Departing GameStop Executives Eyeing Lottery-Winning Paydays
ERIK GRUENWEDEL, 26 April 2021
July 31 can’t come soon enough for several GameStop executives, including CEO George Sherman, who are slated to exit the videogame retailer at that time in a management reorganization driven by incoming chairman of the board Ryan Cohen, co-founder/CEO of online pet supply service Chewy.com.
Sherman, CFO James Bell, chief customer officer Frank Hamlin and Chris Homeister, chief merchandising officer, all have provisions in their contracts that call for expedited vesting of stock options, the latter Wall Street-based restricted shares that can drive executive compensation into the stratosphere — with no tax liability for the company.

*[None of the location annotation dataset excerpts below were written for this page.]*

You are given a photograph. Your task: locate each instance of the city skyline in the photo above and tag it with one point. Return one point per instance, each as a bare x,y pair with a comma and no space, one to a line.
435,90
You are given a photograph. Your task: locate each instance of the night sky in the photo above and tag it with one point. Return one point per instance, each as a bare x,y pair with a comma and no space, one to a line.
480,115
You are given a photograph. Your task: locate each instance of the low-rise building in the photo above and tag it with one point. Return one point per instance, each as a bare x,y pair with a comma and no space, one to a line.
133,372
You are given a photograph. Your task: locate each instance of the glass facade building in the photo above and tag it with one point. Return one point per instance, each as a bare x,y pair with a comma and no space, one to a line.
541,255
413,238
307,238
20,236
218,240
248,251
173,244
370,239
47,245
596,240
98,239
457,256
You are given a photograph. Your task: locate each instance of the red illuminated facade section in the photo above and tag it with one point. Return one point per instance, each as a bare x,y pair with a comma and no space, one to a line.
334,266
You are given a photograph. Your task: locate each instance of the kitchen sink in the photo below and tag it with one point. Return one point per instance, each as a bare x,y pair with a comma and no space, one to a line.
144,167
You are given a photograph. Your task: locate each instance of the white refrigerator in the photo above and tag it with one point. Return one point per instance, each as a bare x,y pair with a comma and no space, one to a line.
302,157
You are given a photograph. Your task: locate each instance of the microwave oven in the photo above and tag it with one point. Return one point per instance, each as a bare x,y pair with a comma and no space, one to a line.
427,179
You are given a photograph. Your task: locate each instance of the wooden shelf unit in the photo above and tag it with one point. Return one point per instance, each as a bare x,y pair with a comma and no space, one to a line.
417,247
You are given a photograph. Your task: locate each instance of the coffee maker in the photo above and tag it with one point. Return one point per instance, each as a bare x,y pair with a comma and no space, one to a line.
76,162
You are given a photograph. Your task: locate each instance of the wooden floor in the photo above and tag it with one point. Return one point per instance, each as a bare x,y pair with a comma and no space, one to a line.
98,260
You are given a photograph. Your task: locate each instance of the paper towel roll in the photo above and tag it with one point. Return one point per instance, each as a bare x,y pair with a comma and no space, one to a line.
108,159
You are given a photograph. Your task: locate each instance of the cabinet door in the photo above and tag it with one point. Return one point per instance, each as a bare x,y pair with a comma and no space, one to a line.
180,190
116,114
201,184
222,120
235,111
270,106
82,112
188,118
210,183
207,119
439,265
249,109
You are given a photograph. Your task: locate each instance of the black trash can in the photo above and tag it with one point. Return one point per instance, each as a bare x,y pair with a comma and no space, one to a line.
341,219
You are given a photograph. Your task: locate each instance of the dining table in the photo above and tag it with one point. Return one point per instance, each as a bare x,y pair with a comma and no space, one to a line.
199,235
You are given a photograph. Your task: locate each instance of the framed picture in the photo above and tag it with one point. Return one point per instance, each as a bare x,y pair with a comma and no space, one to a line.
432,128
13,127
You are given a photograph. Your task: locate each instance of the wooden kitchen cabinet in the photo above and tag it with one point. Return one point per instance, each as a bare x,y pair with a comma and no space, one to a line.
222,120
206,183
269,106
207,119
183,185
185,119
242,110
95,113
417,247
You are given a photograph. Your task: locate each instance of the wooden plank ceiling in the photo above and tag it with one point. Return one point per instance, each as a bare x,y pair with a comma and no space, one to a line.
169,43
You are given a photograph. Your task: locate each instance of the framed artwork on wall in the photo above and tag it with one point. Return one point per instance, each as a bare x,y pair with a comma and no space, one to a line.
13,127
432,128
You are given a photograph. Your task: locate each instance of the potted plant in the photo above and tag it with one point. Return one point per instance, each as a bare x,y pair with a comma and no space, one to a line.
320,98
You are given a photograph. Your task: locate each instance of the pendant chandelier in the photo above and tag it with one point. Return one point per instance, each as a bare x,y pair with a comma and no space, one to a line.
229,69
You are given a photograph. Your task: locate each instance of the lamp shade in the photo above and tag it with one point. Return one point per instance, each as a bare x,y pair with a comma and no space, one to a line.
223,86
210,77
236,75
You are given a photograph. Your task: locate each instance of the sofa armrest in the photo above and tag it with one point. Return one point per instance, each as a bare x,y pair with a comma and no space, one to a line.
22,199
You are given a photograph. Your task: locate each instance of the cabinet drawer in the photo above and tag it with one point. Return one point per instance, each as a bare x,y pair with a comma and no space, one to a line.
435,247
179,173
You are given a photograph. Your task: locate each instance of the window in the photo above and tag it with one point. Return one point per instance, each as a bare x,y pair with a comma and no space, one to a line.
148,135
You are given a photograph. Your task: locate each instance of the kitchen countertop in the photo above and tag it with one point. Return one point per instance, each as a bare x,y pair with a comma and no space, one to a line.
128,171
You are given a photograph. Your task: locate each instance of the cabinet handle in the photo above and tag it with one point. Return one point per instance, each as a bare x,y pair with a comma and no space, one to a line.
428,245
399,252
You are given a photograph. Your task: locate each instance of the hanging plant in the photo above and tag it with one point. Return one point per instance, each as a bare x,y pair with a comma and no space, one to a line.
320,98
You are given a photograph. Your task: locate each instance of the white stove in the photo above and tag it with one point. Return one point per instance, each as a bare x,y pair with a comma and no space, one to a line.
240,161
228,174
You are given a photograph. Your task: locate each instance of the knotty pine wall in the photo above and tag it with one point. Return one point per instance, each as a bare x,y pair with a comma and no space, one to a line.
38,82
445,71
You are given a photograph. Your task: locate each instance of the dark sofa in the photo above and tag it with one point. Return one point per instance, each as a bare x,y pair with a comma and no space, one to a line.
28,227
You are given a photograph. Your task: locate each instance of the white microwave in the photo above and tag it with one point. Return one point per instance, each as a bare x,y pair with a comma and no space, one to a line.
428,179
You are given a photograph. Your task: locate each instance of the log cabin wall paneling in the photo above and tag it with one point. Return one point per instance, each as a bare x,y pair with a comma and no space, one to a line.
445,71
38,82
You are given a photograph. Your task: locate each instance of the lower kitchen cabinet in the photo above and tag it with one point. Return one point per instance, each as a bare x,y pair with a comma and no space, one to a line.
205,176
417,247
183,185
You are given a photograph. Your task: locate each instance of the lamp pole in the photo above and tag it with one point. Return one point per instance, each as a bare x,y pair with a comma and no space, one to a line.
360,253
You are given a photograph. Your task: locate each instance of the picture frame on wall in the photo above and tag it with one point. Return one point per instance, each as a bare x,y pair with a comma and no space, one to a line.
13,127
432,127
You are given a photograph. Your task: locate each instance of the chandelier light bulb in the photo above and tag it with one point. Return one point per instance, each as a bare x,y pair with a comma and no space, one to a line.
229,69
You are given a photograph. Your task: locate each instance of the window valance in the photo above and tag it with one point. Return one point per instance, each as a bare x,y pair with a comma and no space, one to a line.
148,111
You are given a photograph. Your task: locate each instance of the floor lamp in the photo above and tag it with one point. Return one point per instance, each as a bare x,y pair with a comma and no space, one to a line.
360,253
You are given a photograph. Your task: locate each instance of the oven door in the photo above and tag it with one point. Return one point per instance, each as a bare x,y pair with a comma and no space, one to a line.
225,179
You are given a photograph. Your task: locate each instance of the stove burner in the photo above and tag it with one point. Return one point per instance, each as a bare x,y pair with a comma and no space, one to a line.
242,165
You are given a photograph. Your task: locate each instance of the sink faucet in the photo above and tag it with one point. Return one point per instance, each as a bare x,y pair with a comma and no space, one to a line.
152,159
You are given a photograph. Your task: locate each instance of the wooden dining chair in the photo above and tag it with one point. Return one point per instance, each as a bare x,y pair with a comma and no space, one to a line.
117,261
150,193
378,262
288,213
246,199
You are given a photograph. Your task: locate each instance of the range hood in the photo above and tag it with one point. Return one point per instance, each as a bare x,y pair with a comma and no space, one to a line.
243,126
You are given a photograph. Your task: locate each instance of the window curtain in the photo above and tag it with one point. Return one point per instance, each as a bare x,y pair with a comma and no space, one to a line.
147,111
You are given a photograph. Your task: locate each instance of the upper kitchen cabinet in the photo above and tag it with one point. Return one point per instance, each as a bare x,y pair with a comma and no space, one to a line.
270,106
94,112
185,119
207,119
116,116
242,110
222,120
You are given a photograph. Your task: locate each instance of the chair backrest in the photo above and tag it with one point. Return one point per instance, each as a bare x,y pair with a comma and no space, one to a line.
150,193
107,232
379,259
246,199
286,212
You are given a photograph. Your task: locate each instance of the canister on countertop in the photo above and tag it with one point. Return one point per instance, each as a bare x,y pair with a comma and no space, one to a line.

For example, Netflix co-founder/co-CEO Reed Hastings exercised more 1.33 million stock options in 2020 worth more than $612 million — taxes on which Hastings, not Netflix, is responsible for.
For Sherman & Co., the payday won’t be as large, but still significant considering they are being forced out at a time when GameStop shares are trading at atypical highs due in part to a third-party turf war between individual investors and established hedge funds.
Sherman, who through the middle of the month was the largest individual shareholder, inexplicably agreed to give up $47 million in stock options and $5 million in cash as part of a severance agreement that will enable him to exercise 1.1 million in stock options worth $169 million at the market close on April 23.